ViF-SD2E: A Robust Weakly-Supervised Method for Neural Decoding
Jingyi Feng, Yong Luo, Shuang Song
TL;DR
This paper addresses neural decoding under noisy or weak labels by introducing ViF-SD2E, a robust framework that combines a space-division (SD) module with an exploration--exploitation (2E) strategy guided by weak 0/1 vision-feedback (ViF) labels. The method uses an unsupervised EM-based exploration to generate predictions, then corrects them via SD before exploiting them with a time-series model (LSTM), enabling open-loop or closed-loop training and a controllable supervision parameter $N$. Empirical results on macaque finger-movement data show that ViF-SD2E can reach or closely approach supervised performance, with strong robustness and notable improvements when $N$ is tuned (e.g., $N=3$).

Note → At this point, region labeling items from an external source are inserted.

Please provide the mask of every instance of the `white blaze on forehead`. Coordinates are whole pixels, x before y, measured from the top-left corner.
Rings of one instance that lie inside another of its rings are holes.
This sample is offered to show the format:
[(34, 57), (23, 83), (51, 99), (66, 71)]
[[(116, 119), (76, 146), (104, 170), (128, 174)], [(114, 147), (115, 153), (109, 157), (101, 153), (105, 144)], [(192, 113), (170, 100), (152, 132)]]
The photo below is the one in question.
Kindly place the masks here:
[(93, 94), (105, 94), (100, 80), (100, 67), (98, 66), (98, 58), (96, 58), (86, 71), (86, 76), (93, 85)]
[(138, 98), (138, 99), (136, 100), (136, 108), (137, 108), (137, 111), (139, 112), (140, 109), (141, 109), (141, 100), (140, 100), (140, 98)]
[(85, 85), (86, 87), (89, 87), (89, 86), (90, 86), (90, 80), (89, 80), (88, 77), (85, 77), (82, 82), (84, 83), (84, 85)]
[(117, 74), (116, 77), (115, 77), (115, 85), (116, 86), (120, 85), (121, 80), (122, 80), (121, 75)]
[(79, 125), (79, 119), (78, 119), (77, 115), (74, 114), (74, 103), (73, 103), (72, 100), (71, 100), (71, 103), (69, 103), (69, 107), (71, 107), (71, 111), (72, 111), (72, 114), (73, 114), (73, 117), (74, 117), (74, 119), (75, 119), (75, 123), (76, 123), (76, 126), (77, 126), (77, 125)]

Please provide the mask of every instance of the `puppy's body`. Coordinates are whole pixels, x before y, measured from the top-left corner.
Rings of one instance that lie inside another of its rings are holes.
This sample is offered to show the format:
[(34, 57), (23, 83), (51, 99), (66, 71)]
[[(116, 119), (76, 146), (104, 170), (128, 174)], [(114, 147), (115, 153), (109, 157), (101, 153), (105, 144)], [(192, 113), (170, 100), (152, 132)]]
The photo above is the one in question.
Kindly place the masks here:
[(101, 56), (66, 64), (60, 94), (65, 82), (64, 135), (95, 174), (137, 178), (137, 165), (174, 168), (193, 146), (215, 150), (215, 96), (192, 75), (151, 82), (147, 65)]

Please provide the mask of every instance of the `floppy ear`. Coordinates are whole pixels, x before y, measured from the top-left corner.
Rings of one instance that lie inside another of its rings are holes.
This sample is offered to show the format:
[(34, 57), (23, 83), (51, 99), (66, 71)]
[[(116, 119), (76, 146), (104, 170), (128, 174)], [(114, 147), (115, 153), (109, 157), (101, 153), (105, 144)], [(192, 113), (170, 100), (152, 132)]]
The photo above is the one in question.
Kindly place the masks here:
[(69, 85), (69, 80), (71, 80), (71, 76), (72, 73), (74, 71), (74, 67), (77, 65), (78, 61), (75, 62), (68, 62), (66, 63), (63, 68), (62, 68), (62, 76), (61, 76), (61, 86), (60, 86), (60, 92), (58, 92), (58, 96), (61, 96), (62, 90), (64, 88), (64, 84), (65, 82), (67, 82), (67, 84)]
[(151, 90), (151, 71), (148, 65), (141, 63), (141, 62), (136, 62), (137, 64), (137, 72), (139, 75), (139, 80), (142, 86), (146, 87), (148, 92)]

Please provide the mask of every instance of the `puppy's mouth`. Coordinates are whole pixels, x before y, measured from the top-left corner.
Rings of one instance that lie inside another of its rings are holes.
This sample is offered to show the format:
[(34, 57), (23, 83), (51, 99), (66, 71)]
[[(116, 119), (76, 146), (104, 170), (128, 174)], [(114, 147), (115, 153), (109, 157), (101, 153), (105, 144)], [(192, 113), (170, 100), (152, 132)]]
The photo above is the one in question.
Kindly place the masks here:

The work contributes a universal ViF and SD framework, a novel interaction learning paradigm with 2E, and demonstrates effective weak-label neural decoding with potential broader impacts on regression under weak supervision.
Abstract
Neural decoding plays a vital role in the interaction between the brain and the outside world. In this paper, we directly decode the movement track of a finger based on the neural signals of a macaque. Supervised regression methods may overfit to actual labels containing noise, and require a high labeling cost, while unsupervised approaches often have unsatisfactory accuracy. Besides, the spatial and temporal information is often ignored or not well exploited by those methods. This motivates us to propose a robust weakly-supervised method, called ViF-SD2E, for neural decoding. In particular, it consists of a space-division (SD) module and a exploration--exploitation (2E) strategy, to effectively exploit both the spatial information of the outside world and the temporal information of neural activity, where the SD2E output is analogized with the weak 0/1 vision-feedback (ViF) label for training. It is worth noting that the designed ViF-SD2E is based on a symmetric phenomenon between the unsupervised decoding trajectory and the real trajectory in previous observations, then a cognitive pattern of fuzzy (robust) interaction in the nervous system may be discovered by us. Extensive experiments demonstrate the effectiveness of our method, which can be sometimes comparable to supervised counterparts.